Received: by alpheratz.cpm.aca.mmu.ac.uk id NAA16292 (8.6.9/5.3[ref pg@gmsl.co.uk] for cpm.aca.mmu.ac.uk from fmb-majordomo@mmu.ac.uk); Mon, 9 Apr 2001 13:28:07 +0100 Message-ID: <3AD1AA06.8AFC4B4D@bioinf.man.ac.uk> Date: Mon, 09 Apr 2001 13:24:38 +0100 From: Chris Taylor <Christopher.Taylor@man.ac.uk> Organization: University of Manchester X-Mailer: Mozilla 4.76 [en] (Windows NT 5.0; U) X-Accept-Language: en To: memetics@mmu.ac.uk Subject: Re: Determinism References: <3AD131CE.29348.B4897C@localhost> Content-Type: text/plain; charset=iso-8859-1 Content-Transfer-Encoding: 8bit Sender: fmb-majordomo@mmu.ac.uk Precedence: bulk Reply-To: memetics@mmu.ac.uk
> > > There could exist no such thing as meaning in a superdetermined
> > > world, nor could there have been any reason for our self-conscious
> > > awarenesses to have evolved without the ability to reflect not
> > > conferring someevolutionary advantage, which it certainly wouldn't
> > > if (and this is the absurd consequence of superdeterminism) every
> > > motion of all our bodies was indelibly written on ths parchment of
> > > the universe one nanosecond after the Big Bang.
> >
> > Many futures for the universe are equally valid looking forward (to us
> > and anything else but a godlike philosophical construct), but looking
> > back, you can find reasons. How would you know, before the fact, that
> > your superdetermined path wasn't randomly determined rather than
> > inevitable? Therefore why would it make any difference to us simple
> > folk (or organic evolution)?
> >
> I would maintain that evolution acting upon the happenstance
> genesis of life is EXACTLY why I'm here, and that is why it can't
> have been big bang superdetermined that I am. Superdeterminism
> and evolution cannot coexist, for superdeterminism turns the
> universe into a static object, with past and future all conflated into
> an unchangeable tralfamadorean present, and suited only for the
> frozen dead, while evolution is a dynamic and irresistible force,
> changing everything it touches, and touching everything living.

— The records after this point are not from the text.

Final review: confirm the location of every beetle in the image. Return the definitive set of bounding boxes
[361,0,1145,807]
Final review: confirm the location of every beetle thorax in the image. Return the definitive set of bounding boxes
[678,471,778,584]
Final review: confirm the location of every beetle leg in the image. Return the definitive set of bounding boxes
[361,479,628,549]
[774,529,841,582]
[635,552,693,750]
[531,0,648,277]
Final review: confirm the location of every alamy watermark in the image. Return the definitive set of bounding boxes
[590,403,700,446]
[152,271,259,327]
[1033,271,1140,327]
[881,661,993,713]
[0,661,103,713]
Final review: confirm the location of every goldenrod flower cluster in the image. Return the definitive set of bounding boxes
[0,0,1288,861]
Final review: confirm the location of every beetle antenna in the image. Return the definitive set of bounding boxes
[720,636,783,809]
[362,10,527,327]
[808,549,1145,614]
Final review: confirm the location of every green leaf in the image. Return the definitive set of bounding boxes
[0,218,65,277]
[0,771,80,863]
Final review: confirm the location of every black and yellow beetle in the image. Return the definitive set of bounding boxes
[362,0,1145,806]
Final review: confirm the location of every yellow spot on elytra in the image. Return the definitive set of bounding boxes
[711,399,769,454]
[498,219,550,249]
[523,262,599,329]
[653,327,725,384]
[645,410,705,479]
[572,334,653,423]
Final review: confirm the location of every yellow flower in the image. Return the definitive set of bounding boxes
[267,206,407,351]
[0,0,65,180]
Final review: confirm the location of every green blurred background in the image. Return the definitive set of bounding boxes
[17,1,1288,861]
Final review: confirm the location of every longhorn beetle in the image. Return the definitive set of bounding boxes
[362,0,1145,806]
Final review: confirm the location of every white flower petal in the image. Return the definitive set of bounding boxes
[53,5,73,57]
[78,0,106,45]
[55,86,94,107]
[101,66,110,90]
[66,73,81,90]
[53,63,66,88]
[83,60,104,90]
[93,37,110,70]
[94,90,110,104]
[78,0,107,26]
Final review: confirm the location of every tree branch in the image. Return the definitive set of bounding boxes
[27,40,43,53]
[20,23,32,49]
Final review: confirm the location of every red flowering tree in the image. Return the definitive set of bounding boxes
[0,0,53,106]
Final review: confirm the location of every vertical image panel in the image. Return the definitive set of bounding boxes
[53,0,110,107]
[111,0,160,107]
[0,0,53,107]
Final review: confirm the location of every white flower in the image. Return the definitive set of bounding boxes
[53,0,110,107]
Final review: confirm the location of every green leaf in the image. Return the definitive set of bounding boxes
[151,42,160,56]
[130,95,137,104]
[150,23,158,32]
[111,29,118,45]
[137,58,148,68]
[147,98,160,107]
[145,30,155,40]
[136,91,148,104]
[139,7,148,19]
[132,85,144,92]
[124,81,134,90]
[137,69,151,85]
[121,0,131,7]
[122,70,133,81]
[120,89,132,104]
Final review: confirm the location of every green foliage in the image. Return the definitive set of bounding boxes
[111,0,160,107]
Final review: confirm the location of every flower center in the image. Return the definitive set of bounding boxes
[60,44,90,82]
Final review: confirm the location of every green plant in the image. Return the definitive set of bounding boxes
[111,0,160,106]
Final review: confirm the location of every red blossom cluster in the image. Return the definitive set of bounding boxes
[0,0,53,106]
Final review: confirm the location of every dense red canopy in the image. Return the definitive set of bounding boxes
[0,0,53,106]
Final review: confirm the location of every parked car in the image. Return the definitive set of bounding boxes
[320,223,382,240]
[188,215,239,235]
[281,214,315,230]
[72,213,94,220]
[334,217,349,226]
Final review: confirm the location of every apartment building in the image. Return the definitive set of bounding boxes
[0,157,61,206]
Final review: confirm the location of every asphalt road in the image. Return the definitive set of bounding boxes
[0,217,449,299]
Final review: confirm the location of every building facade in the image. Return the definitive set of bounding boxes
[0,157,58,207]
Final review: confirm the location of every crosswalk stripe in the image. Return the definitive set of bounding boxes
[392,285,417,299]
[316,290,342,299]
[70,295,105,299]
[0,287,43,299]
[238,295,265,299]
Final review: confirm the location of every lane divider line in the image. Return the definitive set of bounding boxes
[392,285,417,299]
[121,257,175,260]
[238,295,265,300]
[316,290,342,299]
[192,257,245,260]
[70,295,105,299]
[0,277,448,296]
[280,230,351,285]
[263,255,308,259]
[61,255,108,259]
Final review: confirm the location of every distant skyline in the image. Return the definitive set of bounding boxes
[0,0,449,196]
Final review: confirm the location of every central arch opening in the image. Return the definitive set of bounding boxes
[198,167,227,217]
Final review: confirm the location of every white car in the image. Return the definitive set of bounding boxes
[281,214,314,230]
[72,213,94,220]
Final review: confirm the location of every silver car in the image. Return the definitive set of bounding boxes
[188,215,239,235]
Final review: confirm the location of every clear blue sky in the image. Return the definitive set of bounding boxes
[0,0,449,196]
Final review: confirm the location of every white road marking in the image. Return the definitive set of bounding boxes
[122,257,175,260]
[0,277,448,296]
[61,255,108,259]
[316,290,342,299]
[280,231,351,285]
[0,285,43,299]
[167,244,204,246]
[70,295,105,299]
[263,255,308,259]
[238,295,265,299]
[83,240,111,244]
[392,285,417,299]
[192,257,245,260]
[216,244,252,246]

Apart from recourse to the quantum, how do you know your universe
doesn't exist in that state (linear, with all other theoretically
possible variants 'greyed out'). My (absurdly reductio'd) point is that
although many universes are possible, after the fact, only one will have
occurred. I can't think of any part of that occurrence which could not
be explained by a (theoretical) being with perfect knowledge of the
state of all the matter and energy in that universe.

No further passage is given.